October 29, 2013

FItting the mold.

So, I realized today that it has been a REALLY REALLY long time since I have posted on our adoption blog.  The past 8 months have been a crazy roller coaster ride for me.  I have dealt with some depression and anxiety issues, some self-worth issues, health issues, and some other personal issues.  Thanks to a loving and supportive husband, the power of the priesthood, and my Savior, I have made it through and am better for it.  I am stronger and more sure of the love my Heaven'y Father has for me and for all His children.

Did you know that you are loved?  You are loved more than you will ever know.  You are loved for just who you are.  You don't have to be someone different. You don't have to look a certain way or act a certain way for Heavenly Father and Jesus Christ to love you.  They love you unconditionally, no matter what.  They love you for where you are at and for what you can become.  Oftentimes, I think we get caught up in the trappings of life and try to fit the "mold" of what a successful, happy person is and when we don't meet that "standard", we beat ourselves up.   We have got to stop doing this!!!!!  We don't have to be perfect!  And who says that what Jenny down the street says or portrays as perfection and happiness really is?  You don't know what inner struggles of her own she is hiding behind the "perfect" facade.  President Henry B. Eyring, of the Quorum of the Twelve Apostles of the Church of Jesus Christ of Latter-day Saints, once said that if you treated everyone you meet like they were dealing with a harder trial than you were, most of the time you would be right.

That sister that you see at church whose kids are wearing perfectly pressed clothing and their hair is perfectly coiffed?  She may be dealing with financial issues, depression, marital issues, or a chronic illness  That woman that seems to talk to everyone and seems so outgoing?  She may be dealing with loneliness and just wants a real friend to really care about her.  Mother Theresa wisely said that when you judge people, you don't have time to love them.

Now, I am guilty of this.  I tend to "size a person up" and decide what they are like after the first meeting or two.  This is something I work on frequently and that my Heavenly Father helps me with constantly.  That is one thing I have learned in these past 8 months is that there are sweet caring, loving, people out there that don't fit the "mold" of what life should look like.  AND THAT'S OKAY!!  In fact, that's GREAT!!!  We need diversity!  The problem becomes even more prevalent when we judge ourselves from that same mold.  To be honest, most of my struggles (besides wacky hormones and only seeing my husband on weekends) were because I don't fit the typical mold that I want to fit in.

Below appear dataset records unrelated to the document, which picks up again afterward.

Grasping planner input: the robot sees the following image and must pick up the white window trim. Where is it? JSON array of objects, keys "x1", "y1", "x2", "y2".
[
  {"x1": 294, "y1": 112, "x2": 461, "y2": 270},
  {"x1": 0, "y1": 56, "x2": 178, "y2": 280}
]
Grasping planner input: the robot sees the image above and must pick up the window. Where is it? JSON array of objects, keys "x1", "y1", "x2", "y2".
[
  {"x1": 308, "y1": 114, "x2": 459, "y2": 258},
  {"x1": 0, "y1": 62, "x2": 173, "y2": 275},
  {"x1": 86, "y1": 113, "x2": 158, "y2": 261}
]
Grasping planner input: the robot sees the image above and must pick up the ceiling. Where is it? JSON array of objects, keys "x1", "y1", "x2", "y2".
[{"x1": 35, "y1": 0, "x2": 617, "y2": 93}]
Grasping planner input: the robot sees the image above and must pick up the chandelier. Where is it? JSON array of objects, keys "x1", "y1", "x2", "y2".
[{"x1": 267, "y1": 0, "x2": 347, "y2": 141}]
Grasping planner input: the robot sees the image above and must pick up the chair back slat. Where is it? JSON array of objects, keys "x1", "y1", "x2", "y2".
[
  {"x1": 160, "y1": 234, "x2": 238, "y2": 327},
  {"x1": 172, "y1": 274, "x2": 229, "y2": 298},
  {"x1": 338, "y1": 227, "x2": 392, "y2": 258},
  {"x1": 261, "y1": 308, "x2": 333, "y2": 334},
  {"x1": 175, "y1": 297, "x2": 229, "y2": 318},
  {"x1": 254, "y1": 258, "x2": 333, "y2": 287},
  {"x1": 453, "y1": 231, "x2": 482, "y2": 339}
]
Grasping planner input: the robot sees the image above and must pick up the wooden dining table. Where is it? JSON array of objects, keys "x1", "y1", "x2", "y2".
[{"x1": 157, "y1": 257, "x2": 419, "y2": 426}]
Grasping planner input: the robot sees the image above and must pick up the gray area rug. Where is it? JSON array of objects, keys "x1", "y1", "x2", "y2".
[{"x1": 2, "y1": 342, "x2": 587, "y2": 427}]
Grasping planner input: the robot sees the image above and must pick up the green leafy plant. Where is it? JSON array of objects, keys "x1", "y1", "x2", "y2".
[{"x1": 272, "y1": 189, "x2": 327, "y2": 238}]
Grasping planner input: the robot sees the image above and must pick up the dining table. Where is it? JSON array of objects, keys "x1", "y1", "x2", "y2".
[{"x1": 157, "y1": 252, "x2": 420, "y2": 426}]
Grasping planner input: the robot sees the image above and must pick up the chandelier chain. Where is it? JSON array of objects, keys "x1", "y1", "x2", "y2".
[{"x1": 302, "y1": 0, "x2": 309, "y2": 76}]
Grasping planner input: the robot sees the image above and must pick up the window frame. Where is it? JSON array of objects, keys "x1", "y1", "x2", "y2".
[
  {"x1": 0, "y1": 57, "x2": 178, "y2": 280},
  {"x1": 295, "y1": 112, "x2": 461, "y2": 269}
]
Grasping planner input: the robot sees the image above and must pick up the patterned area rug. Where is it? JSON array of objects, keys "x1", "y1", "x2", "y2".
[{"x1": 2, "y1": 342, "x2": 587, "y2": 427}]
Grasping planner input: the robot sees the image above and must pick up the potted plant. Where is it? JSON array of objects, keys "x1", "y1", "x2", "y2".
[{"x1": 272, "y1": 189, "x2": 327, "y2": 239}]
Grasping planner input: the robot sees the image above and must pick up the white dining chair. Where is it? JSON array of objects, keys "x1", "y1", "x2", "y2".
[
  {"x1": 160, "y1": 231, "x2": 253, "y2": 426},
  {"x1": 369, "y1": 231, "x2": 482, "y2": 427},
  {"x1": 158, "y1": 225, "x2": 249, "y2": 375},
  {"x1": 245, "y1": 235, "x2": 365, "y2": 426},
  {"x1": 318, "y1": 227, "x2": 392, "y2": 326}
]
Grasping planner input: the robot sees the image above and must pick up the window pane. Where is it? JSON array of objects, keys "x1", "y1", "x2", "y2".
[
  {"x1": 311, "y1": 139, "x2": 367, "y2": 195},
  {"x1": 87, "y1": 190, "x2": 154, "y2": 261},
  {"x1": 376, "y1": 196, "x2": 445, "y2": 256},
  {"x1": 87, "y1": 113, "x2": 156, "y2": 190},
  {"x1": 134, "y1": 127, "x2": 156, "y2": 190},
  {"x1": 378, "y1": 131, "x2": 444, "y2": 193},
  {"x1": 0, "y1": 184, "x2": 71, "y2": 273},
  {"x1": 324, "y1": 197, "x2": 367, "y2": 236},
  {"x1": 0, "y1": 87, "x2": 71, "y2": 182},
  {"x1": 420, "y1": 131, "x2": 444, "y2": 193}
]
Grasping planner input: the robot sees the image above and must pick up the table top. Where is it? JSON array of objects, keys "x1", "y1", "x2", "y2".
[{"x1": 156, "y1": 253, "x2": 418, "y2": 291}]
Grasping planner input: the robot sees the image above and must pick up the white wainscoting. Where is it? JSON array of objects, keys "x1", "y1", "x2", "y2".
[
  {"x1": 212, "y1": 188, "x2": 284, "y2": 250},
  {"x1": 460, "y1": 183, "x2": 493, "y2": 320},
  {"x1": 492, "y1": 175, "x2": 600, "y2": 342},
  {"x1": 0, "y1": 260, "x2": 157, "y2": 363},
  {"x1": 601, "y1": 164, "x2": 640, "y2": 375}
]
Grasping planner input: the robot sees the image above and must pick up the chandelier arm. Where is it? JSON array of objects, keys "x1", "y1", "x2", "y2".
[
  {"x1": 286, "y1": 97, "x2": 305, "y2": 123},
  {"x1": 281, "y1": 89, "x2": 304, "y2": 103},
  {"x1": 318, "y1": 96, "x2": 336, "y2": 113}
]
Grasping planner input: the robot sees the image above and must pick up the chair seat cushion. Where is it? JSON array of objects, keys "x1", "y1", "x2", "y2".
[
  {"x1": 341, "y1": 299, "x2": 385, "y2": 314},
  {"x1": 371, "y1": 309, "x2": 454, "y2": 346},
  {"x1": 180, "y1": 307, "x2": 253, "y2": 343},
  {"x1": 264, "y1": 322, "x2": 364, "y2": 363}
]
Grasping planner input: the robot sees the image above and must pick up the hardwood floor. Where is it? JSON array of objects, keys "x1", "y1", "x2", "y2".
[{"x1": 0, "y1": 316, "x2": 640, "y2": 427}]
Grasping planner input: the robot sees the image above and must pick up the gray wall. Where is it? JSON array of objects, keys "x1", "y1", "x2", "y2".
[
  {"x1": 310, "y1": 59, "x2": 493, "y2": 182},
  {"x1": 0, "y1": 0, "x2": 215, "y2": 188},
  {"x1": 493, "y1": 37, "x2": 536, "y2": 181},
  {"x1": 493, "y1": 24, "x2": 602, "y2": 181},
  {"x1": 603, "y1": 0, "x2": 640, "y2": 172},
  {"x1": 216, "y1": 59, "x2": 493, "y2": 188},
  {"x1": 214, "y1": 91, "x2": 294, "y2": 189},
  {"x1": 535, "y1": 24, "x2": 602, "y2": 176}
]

I am not a stay-at-home mom.  DO I want to be?  More than anything in the world!  Are we working toward that goal?  Yes!  But for now, we have the best of both worlds.  I work 7 a.m. to 2 p.m. while my husband works 2:30 p.m. to 11:00 p.m.  Do I miss my husband and time together as a family?  Yes!  Do I miss being able to take an evening off during the week to have a girl's night?  Yes!  But how blessed are we that Aaron gets to spend one-on-one time with our amazing 3 1/2 year old son EVERY DAY!  Aaron is such an amazing father and has such a strong bond with Miles.  That bond would not be as strong if we fit the "mold" I have in my head of the perfect family.

I am 33 years old and only have one child.  My "mold" said that I should have 3 or 4 children by the time I was 30.  I was going to be done having kids by then.  In a way, I achieved that goal because Miles was born a few months before I turned 30.  I won't PHYSICALLY have any more children.  This wasn't how I pictured things going.

But that is OKAY!!!!!!!!  I am actually very grateful that my life didn't fit into the mold that I had for myself and my family.  I would have missed out on some of the most amazing and purifying moments of my life.  I would not be the mother or wife that I am today without what we have gone through.  I would not be as close to my Savior had my life fit into that perfect mold that I wanted.

I was watching the sunrise from work the other morning (yes, I am up that early). It was an amazing sunrise.  The sky was a violet blue with orange and pink clouds.  I recalled a sunrise devotional I went to as a youth while at a girl's camp.  The speaker asked us to look at the sunrise and tell her why it was beautiful.  WE threw out all different ideas.  She then posed the question "If you took the clouds away, would it be as pretty?"  It is the clouds that make a sunrise or a sunset so beautiful.  This is like our lives.  The clouds are our trials and weaknesses.  Without them our lives would be a bit boring and not nearly as beautiful as it could be.

So, be thankful for the clouds.  Embrace the things in your life that thrust you from how you pictured your life.  Heavenly Father knows you and loves you.  He wants what is best for you.  He is helping you become the person you are supposed to become. Life will be hard. It will not go how you expect it to.  That is okay.  Love life. Enjoy it. And love all those around you as they live their very different lives. Do not judge them or yourself.  Remember you are loved.

Those are the things I have learned through my 8 month hiatus from this blog.